The Eurasian Steppe extends for 8,000 kilometres (5,000 miles) from near the mouth of the Danube in Romania to the western edge of Manchuria. It is bounded on the north by the forests of European Russia and Asian Russia or Siberia. There is no clear southern boundary although the land becomes increasingly dry as one moves south. The steppe narrows at two points, dividing it into three major parts.

Pannonian Steppe (exclave)

The Pannonian Steppe is a western exclave of the Eurasian Steppe, separated from the main steppe by the Carpathian Mountains. It is found in modern-day Austria, Hungary, Romania, Serbia and Slovakia.

Pontic–Caspian Steppe (Western Steppe)

The Pontic–Caspian Steppe is the main European end of the Eurasian Steppe and begins near the mouth of the Danube, stretching northeast almost to Kazan and then southeast to the southern tip of the Ural Mountains. Its northern edge was a broad band of forest steppe which has now been obliterated by the conversion of the whole area to agricultural land. In the southeast the Black Sea–Caspian Steppe extends between the Black Sea and Caspian Sea to the Caucasus Mountains. In the west, the Great Hungarian Plain is an island of steppe separated from the main steppe by the mountains of Transylvania. On the north shore of the Black Sea, the Crimean Peninsula has some interior steppe and ports on the south coast which link the steppe to the civilizations of the Mediterranean basin.

Ural–Caspian Narrowing

The steppe narrows around the southern end of the Ural Mountains, about 650 km (400 mi) northeast of the Caspian Sea, forming the Ural-Caspian Narrowing, that joins the Pontic-Caspian Steppe in Europe with the Kazakh Steppe in Central Asia.

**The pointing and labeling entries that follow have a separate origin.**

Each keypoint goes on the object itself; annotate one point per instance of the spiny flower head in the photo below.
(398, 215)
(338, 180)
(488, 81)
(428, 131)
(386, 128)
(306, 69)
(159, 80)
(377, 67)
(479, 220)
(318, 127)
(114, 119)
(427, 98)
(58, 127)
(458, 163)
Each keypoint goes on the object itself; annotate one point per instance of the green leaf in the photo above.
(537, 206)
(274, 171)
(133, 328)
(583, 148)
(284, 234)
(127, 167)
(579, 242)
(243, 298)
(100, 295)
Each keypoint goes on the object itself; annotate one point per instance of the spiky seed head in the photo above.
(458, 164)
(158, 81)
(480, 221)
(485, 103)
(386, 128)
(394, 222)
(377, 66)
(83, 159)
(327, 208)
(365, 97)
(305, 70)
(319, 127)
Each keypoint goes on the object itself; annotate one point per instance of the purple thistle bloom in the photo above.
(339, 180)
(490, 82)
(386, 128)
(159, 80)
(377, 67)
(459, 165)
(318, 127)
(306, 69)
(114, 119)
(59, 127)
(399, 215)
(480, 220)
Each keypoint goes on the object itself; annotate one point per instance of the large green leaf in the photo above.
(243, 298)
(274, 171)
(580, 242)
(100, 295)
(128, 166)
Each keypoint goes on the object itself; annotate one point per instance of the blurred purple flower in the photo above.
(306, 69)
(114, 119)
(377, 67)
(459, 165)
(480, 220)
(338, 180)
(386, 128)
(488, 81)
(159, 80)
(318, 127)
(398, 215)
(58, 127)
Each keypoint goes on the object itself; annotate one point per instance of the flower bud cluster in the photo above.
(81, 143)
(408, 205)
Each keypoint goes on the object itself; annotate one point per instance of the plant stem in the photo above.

Kazakh Steppe (Central Steppe)

The Kazakh Steppe makes up most of the Eurasian Steppe in Central Asia. It extends from the Urals to Dzungaria. To the south, it grades off into semi-desert and desert which is interrupted by two great rivers, the Amu Darya (Oxus) and Syr Darya (Jaxartes), which flow northwest into the Aral Sea and provide irrigation for agriculture. In the southeast is the densely populated Fergana Valley and west of it the great oasis cities of Tashkent, Samarkand and Bukhara along the Zeravshan River. The southern area has a complex history (see Central Asia and Greater Iran), while in the north, the Kazakh Steppe proper was relatively isolated from the main currents of written history.

Dzungarian Narrowing

On the east side of the former Sino-Soviet border, mountains extend north almost to the forest zone separating the Dzungarian Narrowing from the Central Asian steppe, leaving only limited grassland in Dzungaria. This discontinuous section of the Eurasian steppe connects the great steppes of Central Asia and East Asia.

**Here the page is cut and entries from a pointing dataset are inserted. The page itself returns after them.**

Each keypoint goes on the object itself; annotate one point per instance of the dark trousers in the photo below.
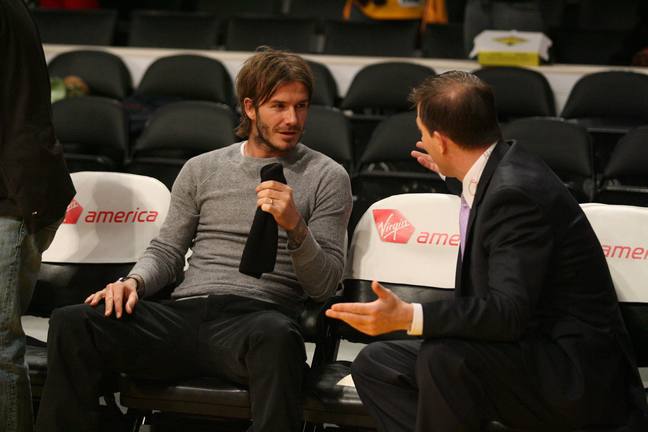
(243, 340)
(460, 385)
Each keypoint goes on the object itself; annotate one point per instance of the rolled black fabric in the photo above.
(260, 252)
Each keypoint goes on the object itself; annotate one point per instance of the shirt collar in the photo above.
(471, 179)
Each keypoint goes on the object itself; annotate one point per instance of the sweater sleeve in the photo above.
(163, 261)
(319, 260)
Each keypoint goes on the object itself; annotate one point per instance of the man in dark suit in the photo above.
(533, 337)
(35, 189)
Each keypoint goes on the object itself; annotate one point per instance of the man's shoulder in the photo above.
(317, 162)
(218, 155)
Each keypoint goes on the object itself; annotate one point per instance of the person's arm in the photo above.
(163, 261)
(519, 242)
(31, 160)
(317, 246)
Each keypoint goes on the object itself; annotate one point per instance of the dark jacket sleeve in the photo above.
(32, 167)
(515, 246)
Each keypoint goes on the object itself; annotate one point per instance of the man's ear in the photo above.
(441, 141)
(249, 108)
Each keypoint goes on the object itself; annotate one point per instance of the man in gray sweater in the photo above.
(219, 322)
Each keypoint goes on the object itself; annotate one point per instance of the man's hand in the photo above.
(115, 294)
(386, 314)
(276, 198)
(424, 159)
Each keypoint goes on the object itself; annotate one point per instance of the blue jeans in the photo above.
(20, 258)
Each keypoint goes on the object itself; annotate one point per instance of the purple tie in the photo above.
(463, 222)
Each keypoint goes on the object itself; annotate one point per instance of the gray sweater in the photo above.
(213, 202)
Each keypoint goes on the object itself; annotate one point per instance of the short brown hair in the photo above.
(263, 73)
(459, 105)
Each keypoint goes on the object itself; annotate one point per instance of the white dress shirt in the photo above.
(469, 189)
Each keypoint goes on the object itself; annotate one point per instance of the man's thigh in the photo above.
(158, 340)
(231, 344)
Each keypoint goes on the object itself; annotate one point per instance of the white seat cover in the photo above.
(623, 233)
(112, 218)
(407, 239)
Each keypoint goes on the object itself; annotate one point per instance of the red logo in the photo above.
(73, 212)
(392, 226)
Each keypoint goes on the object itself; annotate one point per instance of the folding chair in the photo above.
(107, 226)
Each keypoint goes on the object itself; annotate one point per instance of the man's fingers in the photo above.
(132, 301)
(108, 300)
(118, 298)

The east-west Tian Shan Mountains divide the steppe into Dzungaria in the north and the Tarim Basin to the south. Dzungaria is bounded by the Tarbagatai Mountains on the west and the Mongolian Altai Mountains on the east, neither of which is a significant barrier. Dzungaria has good grassland around the edges and a central desert. It often behaved as a westward extension of Mongolia and connected Mongolia to the Kazakh Steppe. To the north of Dzungaria are mountains and the Siberian forest. To the south and west of Dzungaria, and separated from it by the Tian Shan mountains, is an area about twice the size of Dzungaria, the oval Tarim Basin. The Tarim Basin's arid conditions make it unsuitable for sustaining a nomadic population. However, along its periphery, rivers descend from the mountains, creating a circle of cities that thrived on irrigation agriculture and engaged in east-west trade. The Tarim Basin formed an island of near civilization in the center of the steppe. The Northern Silk Road went along the north and south sides of the Tarim Basin and then crossed the mountains west to the Fergana Valley. At the west end of the basin the Pamir Mountains connect the Tian Shan Mountains to the Himalayas. To the south, the Kunlun Mountains separate the Tarim Basin from the thinly peopled Tibetan Plateau.

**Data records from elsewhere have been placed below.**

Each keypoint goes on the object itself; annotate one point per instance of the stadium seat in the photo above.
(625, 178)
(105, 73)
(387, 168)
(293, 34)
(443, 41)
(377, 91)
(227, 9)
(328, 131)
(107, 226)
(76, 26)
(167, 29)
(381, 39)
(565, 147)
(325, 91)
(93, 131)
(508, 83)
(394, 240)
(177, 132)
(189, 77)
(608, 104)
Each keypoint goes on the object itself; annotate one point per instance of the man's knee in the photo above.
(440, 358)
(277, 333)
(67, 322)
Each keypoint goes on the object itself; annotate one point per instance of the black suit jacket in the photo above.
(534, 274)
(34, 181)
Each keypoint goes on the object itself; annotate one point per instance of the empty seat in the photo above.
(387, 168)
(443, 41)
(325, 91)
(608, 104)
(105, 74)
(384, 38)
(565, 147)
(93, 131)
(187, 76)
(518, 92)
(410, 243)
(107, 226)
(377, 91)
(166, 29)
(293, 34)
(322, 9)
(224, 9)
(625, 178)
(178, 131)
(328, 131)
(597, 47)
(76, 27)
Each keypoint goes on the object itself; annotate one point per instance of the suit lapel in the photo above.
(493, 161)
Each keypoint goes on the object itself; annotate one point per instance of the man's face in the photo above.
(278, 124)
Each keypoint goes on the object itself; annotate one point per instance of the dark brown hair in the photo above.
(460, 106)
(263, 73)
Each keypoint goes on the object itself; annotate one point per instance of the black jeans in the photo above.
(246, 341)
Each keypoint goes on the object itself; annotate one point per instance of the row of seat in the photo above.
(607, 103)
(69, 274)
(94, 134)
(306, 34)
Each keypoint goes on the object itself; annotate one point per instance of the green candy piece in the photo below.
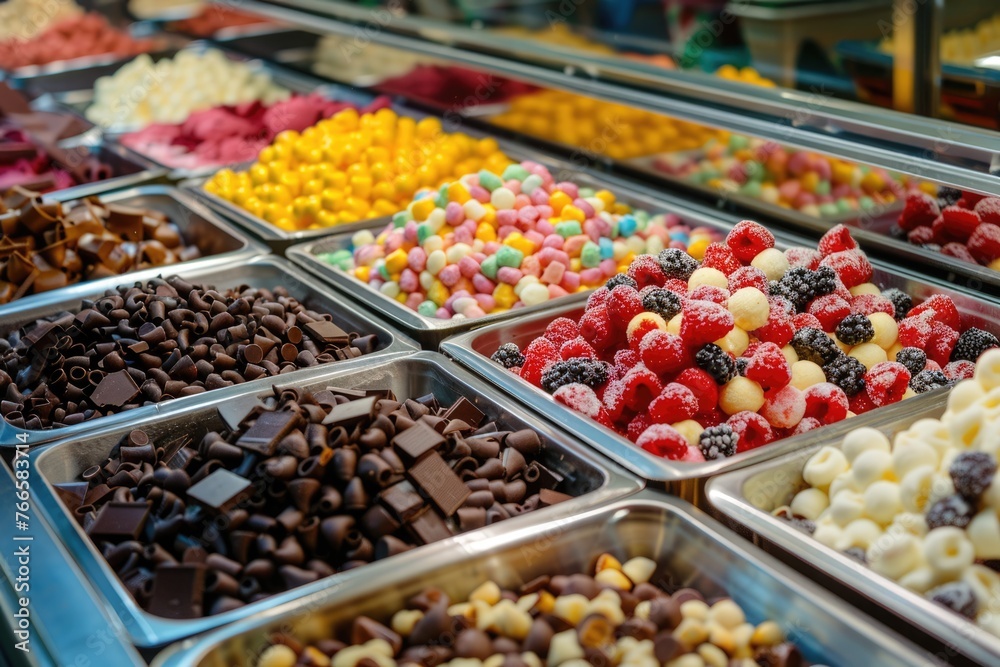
(568, 228)
(489, 267)
(590, 254)
(489, 180)
(507, 256)
(515, 172)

Mongolian-Manchurian Steppe (Eastern Steppe)

The Mongolian-Manchurian Steppe is the main part of the Eurasian Steppe in East Asia. It covers large parts of Mongolia and the Chinese province of Inner Mongolia. The two are separated by a relatively dry area marked by the Gobi Desert. South of the Mongol Steppe is the high and thinly peopled Tibetan Plateau. The northern edge of the plateau is the Gansu or Hexi Corridor, a belt of moderately dense population that connects China proper with the Tarim Basin. The Hexi Corridor was the main route of the Silk Road. In the southeast the Silk Road led over some hills to the east-flowing Wei River valley which led to the North China Plain.

South of the Khingan Mountains and north of the Taihang Mountains, the Mongolian-Manchurian steppe extends east into Manchuria as the Liao Xi steppe. In Manchuria, the steppe grades off into forest and mountains without reaching the Pacific. The central area of forest-steppe was inhabited by pastoral and agricultural peoples, while to the north and east was a thin population of hunting tribes of the Siberian type.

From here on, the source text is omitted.